Cette sagesse qu'on a dite, cette vertu, ces scrupules, ils sont
excès de civilisation, sans doute, son épuisement, son dernier mot
mais aussi son au-delà, son retournement exsangue, et finalement sa
négation. L'effondrement culturel de la France, pour s'en tenir à
elle, est lié bien sûr à l'effondrement spectaculaire du système éducatif,
mais il ne se limite pas à lui. La destruction de toute classe cultivée,
l'enseignement de l'oubli, l'imbécilisation auto-génératrice par voie
médiatique, tout cela ouvre un boulevard à l'islamisation des esprits.
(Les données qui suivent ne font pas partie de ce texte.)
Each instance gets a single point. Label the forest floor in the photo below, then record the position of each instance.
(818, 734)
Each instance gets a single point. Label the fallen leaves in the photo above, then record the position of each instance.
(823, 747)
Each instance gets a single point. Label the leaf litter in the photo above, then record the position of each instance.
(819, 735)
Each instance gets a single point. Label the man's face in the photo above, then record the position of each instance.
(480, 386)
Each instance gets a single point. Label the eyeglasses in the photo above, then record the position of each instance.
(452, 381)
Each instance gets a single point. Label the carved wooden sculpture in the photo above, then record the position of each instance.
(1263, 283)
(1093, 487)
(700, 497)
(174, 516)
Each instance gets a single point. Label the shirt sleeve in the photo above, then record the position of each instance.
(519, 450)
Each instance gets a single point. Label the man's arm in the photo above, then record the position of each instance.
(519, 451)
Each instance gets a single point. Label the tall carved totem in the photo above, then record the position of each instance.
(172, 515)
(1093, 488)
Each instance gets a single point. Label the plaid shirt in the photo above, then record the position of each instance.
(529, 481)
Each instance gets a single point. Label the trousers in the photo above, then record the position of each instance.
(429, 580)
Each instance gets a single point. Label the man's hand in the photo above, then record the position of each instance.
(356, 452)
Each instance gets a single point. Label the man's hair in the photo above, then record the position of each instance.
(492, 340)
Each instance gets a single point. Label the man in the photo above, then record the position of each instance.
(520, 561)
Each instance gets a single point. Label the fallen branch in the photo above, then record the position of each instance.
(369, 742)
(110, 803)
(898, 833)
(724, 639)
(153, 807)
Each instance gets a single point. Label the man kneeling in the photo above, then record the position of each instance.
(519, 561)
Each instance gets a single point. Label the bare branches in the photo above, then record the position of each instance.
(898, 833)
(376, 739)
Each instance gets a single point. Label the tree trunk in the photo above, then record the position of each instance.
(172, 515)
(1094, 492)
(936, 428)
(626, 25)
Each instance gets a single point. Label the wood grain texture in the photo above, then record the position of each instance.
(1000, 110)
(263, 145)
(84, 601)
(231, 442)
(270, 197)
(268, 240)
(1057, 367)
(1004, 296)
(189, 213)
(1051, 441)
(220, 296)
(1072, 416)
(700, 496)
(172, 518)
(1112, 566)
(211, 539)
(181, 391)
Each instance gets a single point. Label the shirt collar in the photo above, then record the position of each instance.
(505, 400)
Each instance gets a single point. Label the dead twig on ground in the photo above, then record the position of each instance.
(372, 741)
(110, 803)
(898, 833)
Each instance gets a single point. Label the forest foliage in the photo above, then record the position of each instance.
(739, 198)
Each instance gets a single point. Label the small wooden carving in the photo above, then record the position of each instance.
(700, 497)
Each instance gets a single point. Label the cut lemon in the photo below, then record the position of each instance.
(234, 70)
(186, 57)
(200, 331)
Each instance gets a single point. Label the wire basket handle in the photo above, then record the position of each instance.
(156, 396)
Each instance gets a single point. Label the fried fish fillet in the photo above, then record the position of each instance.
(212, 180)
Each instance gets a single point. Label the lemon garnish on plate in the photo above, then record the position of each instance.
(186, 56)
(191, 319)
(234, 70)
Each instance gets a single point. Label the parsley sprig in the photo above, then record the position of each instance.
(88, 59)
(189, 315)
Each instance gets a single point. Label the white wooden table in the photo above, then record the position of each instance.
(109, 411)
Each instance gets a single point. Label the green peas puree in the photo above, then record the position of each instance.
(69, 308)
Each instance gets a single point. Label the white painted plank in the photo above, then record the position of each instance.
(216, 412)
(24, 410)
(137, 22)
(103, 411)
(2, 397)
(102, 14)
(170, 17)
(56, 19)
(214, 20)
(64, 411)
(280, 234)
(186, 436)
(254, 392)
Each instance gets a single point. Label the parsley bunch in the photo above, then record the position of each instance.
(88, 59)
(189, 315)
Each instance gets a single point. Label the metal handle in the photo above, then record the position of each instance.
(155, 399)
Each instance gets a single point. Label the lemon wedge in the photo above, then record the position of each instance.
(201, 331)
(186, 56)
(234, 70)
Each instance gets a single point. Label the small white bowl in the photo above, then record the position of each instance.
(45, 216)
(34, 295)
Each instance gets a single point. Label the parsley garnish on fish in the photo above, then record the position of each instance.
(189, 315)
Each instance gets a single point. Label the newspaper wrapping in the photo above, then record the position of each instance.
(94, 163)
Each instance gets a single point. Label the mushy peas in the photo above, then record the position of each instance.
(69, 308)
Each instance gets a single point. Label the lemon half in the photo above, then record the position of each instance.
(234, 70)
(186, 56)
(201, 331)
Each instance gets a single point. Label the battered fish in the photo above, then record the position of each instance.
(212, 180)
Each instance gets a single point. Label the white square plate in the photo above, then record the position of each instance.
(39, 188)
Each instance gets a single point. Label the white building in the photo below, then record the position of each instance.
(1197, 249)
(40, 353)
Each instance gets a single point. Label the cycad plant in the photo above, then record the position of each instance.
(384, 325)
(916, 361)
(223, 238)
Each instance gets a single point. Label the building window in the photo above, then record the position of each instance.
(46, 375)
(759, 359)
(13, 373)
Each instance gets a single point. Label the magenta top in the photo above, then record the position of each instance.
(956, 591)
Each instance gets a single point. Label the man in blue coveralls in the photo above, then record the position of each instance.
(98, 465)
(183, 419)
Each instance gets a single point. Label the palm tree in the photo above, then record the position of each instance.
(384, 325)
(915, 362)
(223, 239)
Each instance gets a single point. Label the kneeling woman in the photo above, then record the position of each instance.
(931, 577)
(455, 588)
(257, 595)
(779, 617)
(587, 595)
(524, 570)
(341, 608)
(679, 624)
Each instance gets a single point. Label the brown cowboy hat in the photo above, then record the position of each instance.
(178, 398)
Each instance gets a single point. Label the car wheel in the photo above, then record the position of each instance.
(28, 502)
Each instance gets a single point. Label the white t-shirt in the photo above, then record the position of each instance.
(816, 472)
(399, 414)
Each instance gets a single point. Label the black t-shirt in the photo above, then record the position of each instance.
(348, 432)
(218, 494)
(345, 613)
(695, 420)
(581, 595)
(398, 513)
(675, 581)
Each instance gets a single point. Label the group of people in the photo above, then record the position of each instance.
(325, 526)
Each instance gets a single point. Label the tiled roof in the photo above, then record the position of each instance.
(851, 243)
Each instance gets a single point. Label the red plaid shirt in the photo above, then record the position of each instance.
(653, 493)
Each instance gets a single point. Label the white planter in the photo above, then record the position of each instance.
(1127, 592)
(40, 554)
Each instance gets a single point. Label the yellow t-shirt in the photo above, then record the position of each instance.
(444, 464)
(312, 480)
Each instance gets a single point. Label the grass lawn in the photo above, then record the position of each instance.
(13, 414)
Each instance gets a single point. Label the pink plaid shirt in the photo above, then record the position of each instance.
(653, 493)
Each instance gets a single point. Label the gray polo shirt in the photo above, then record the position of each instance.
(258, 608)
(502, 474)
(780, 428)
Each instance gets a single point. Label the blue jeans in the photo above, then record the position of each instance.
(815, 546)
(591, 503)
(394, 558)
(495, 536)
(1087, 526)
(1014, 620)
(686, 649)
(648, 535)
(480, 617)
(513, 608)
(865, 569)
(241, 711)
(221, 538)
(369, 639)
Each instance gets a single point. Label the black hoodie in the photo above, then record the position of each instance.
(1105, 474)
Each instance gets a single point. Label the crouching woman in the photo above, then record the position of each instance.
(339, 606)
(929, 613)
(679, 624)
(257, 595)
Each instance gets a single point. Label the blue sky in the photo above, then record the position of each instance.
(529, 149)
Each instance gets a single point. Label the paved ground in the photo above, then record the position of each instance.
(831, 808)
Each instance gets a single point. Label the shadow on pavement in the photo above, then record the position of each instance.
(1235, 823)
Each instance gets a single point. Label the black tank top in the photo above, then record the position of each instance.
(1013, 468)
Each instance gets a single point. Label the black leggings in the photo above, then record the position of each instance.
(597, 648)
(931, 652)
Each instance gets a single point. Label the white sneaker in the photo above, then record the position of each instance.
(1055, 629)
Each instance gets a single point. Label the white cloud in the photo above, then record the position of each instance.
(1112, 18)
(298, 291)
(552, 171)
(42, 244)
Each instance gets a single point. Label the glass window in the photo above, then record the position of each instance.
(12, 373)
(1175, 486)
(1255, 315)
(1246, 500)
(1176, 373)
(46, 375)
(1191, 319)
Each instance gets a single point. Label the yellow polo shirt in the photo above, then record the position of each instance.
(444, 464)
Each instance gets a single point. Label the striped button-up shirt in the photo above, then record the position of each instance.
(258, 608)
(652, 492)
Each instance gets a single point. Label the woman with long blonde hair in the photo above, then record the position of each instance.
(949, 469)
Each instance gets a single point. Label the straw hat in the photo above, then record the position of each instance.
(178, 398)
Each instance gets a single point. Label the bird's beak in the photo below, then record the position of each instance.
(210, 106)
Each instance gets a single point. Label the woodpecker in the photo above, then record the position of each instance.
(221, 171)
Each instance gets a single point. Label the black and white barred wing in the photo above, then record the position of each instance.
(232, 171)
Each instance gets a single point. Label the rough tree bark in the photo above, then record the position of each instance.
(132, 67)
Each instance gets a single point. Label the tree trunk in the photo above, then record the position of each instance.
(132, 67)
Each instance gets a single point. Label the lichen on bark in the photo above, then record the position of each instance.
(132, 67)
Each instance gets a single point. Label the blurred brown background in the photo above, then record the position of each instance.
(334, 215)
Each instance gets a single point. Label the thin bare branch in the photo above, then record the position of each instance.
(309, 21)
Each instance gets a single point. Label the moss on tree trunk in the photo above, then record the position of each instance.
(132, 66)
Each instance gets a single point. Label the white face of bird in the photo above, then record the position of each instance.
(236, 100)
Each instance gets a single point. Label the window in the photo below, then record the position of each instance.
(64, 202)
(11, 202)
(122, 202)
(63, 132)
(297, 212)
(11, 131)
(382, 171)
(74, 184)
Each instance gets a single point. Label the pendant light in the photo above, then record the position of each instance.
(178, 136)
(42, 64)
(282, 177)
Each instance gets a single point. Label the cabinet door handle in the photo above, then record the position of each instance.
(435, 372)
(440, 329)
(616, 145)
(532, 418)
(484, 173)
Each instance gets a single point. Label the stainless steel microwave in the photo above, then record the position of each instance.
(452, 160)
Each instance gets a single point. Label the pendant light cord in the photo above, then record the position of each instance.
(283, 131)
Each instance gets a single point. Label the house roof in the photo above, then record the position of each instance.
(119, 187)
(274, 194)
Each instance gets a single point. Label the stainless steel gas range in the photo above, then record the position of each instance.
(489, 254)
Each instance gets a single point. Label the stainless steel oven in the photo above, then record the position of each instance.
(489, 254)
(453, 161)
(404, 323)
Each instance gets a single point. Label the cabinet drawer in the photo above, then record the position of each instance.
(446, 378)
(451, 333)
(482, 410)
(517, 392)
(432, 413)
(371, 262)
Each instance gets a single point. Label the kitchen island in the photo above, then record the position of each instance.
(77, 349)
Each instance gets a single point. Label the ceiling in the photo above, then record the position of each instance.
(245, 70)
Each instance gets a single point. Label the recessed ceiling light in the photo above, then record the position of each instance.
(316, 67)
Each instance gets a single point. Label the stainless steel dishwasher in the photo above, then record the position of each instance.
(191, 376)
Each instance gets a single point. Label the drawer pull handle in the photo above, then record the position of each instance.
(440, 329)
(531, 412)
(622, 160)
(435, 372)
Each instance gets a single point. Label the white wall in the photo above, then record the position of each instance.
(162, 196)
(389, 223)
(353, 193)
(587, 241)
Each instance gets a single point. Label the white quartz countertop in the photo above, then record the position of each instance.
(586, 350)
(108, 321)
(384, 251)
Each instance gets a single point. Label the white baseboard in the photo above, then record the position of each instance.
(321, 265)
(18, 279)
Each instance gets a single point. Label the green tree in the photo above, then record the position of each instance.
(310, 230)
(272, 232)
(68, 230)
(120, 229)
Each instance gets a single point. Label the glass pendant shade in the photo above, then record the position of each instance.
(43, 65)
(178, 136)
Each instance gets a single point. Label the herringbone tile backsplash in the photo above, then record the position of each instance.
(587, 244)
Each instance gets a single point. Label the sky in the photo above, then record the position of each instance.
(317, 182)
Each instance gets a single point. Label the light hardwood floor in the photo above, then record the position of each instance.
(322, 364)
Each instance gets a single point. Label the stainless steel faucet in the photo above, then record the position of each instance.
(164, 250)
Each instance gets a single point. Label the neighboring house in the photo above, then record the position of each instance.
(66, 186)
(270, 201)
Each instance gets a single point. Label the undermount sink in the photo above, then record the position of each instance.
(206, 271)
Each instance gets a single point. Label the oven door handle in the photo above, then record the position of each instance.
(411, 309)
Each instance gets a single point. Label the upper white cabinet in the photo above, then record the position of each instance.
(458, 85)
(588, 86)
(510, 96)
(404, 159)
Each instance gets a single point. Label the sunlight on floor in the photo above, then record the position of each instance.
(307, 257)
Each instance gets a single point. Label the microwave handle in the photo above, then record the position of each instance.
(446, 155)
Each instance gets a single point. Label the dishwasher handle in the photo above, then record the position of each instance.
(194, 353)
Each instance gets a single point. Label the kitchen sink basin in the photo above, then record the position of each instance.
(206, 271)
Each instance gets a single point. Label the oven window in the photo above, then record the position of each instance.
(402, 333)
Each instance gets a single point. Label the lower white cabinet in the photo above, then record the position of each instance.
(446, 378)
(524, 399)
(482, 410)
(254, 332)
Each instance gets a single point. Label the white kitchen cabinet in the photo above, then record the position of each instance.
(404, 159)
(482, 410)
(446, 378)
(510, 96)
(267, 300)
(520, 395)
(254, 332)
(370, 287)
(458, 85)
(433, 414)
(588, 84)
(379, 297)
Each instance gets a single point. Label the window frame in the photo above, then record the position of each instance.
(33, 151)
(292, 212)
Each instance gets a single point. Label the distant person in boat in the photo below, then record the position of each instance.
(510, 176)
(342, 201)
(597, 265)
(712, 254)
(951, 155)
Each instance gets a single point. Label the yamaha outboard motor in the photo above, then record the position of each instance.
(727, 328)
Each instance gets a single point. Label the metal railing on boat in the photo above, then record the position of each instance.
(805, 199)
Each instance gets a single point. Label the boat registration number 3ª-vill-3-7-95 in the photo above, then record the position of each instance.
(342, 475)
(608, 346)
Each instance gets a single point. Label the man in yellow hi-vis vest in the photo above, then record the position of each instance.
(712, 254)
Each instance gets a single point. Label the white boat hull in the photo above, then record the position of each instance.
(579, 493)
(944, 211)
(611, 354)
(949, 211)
Le putride marécage que constitue ce que par dérision, et pour les
humilier toujours davantage, on affecte d'appeler encore de ces noms
dont certains furent jadis prestigieux, culture, musique, art,
artistes, France, français, culture française, émissions culturelles,
chaîne culturelle, activités culturelles, information, télévision,
débats et j'en passe, ce marais malodorant n'a que des avantages
pour l'islam militant, pour ceux qui le professent et pour ceux qui
en relèvent, que ce soit par hasard ou par choix délibéré, et qui
désirent sa plus grande gloire : ils peuvent à bon droit le dénoncer,
et c'est à très juste titre qu'ils peuvent exprimer le mépris où ils
le tiennent («Quoi ? C'est ça, la "culture" "française"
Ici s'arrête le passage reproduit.